The theoretical basis is the information theory (related to the algorithmic information theory ). Due to the information content, it specifies a minimum number of bits that are required to code a symbol. Lossless compression methods try to encode messages in such a way that they approximate their entropy as closely as possible.

text

Texts, provided they consist of letters or are stored as character strings , and therefore not as an image ( raster graphics , typically an image file after a book has been scanned ), take up comparatively little storage space . This can be reduced to 20% to 10% of the space originally required by a method of lossless compression.

Examples:

Ausgangstext: AUCH EIN KLEINER BEITRAG IST EIN BEITRAG
Kodiertext: AUCH EIN KLEINER BEITRAG IST /2 /4

Here it was recognized that the words EIN and CONTRIBUTION appear twice, indicating that these correspond to the ones that were just in the past. On closer inspection, the EIN contained in KLEINER could also be coded accordingly.

Dictionary method

Token-based compression is related . Frequently recurring keywords are replaced by abbreviations, tokens .

Ausgangstext: Print "Hallo"; Print "Hier"
Kodiertext: 3F "Hallo"; 3F "Hier"

For the assignment of the tokens to the actual words, either an external dictionary must be available or it must be visible / included in the compressed file.

Run length encoding (RLE)

Identical text components that are in a row are only saved once - with the number of repetitions. Here "10 degrees," is repeated three times:

Ausgangstext: In den letzten Tagen betrug die Temperatur 10 Grad, 10 Grad, 10 Grad, und dann 14 Grad.
Kodiertext: In den letzten Tagen betrug die Temperatur/3/ 10 Grad,/ und dann 14 Grad.

The Burrows-Wheeler transformation is a reversible operation which transforms a given text in such a way that the same letters appear one after the other as often as possible. The data can then be compressed with RLE.

Entropy coding

Procedure of so-called entropy coding :

The well-known Morse code works on a similar principle and serves as a good example: Frequent letters in the English language (e.g. E = . ) Are saved as short codes, rarely as long codes (e.g. Q = _ _. _ ).

As an example, a source text with a length of 66 characters (data volume 462 bits with 7 bits per character, see ASCII ):

WENN HINTER FLIEGEN FLIEGEN FLIEGEN, FLIEGEN FLIEGEN FLIEGEN NACH.
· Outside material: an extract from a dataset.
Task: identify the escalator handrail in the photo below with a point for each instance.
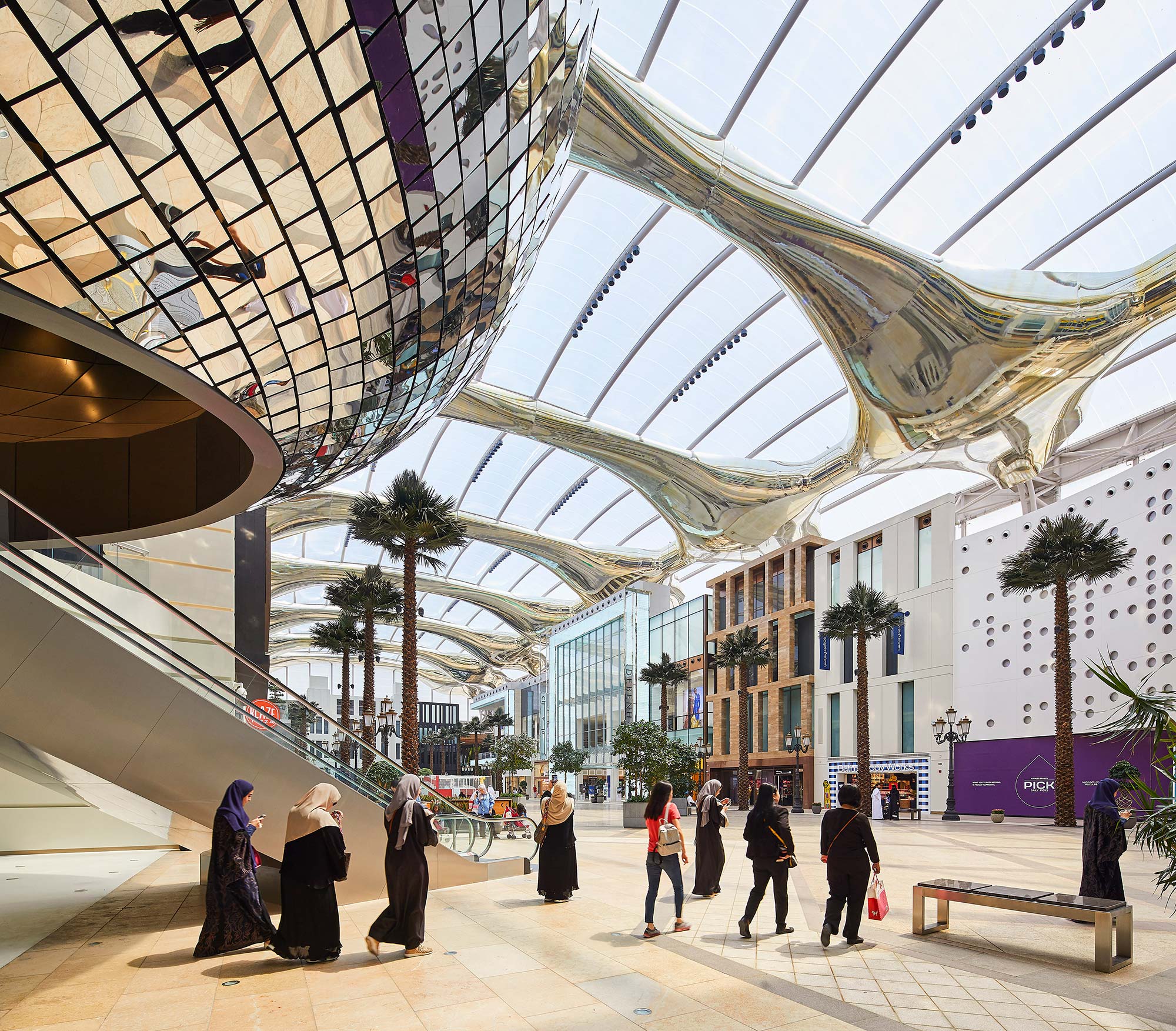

A very simple but not very efficient entropy coding consists of sorting all parts of a message (see table; "_" stands for the space) according to their frequency and numbering them using binary numbers:

Text part ... …is replaced by…
_TO FLY 1
IF_ 10
_TO. 11
BEHIND 100
, 101

The text compressed with this dictionary is

10 100 1 1 1 101 1 1 1 11

and requires 50 bits in binary coding, because the result contains three different characters (0, 1 and the separator ""), i.e. 2 bits per character. A Huffman code, i.e. the following dictionary,

Text part ... ...is replaced by...
_TO FLY 1
IF_ 011
_TO. 010
BEHIND 001
, 000

is more efficient, because it leads directly to a binary result with a length of 18 bits:

011001111000111010

In both cases, however, the dictionary must also be saved in the compressed file - otherwise the source text cannot be reconstructed.

Program files

In the case of program files, it is critical that they return to their original state after they have been decompressed. Otherwise an error-free or correct execution would be unlikely. Compressed program files are usually themselves executable files. They consist of a routine that decompresses the program code and then executes it. As a result, the compression of the program is completely 'transparent' to the user (he does not notice it).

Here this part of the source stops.